The Archdeacon thought it best to ignore the implication of this. He said: “A young female of the first consequence! But come, now! When, you great creature, are we to be celebrating your approaching nuptials?”
“Not yet, sir: I’m not in the petticoat-line. And if ever I do become engaged,” he added, his blue gaze wandering thoughtfully round the room, “I wouldn’t celebrate the event in this fashion, by Jupiter!”
“Well!” remarked Lucius, as their uncle, with a sweet, mechanical smile, moved away, “you do know how to repulse the enemy, don’t you, Jack?”
“I didn’t mean to. Do you think he was offended?” Captain Staple broke off, his eyes widening in suspicion and dismay. “Good God, Lucius, just look at that!” he ejaculated.
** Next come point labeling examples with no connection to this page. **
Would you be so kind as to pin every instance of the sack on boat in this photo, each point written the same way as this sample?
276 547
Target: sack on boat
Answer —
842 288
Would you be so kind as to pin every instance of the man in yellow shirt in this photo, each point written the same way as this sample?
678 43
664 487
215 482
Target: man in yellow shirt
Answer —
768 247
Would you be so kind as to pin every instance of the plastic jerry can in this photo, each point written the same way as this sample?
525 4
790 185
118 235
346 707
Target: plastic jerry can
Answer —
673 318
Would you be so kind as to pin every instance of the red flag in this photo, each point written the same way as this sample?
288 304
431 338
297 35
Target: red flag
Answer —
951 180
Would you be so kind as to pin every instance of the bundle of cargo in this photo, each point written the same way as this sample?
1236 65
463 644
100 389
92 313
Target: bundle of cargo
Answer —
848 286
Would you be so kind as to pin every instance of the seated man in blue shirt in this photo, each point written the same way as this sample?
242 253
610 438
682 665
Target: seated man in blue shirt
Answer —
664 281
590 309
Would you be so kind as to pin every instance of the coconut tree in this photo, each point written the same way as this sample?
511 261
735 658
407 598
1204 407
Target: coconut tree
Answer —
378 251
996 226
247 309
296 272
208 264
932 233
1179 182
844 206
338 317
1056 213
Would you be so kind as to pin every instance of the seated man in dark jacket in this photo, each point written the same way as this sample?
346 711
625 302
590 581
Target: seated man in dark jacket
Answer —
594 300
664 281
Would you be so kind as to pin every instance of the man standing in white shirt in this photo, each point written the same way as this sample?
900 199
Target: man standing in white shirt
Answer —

Lucius, following the direction of his horrified gaze, saw that a footman had entered the Saloon, tenderly bearing a gilded harp. Lady Charlotte was being solicited to display her chief accomplishment, while her mama informed Mrs. Staple, with complacency, that her voice had been trained by the first masters. While Lord Saltash, eagerly, and the elder ladies of the party, politely, begged Charlotte to overcome her diffidence, Lord Melksham, the lady’s brother edged his way across the Saloon, and suggested to Lucius that they should (as he phrased it) nabble Ralph Tackenham, and withdraw, with Captain Staple, from the Saloon for a quiet rubber of whist.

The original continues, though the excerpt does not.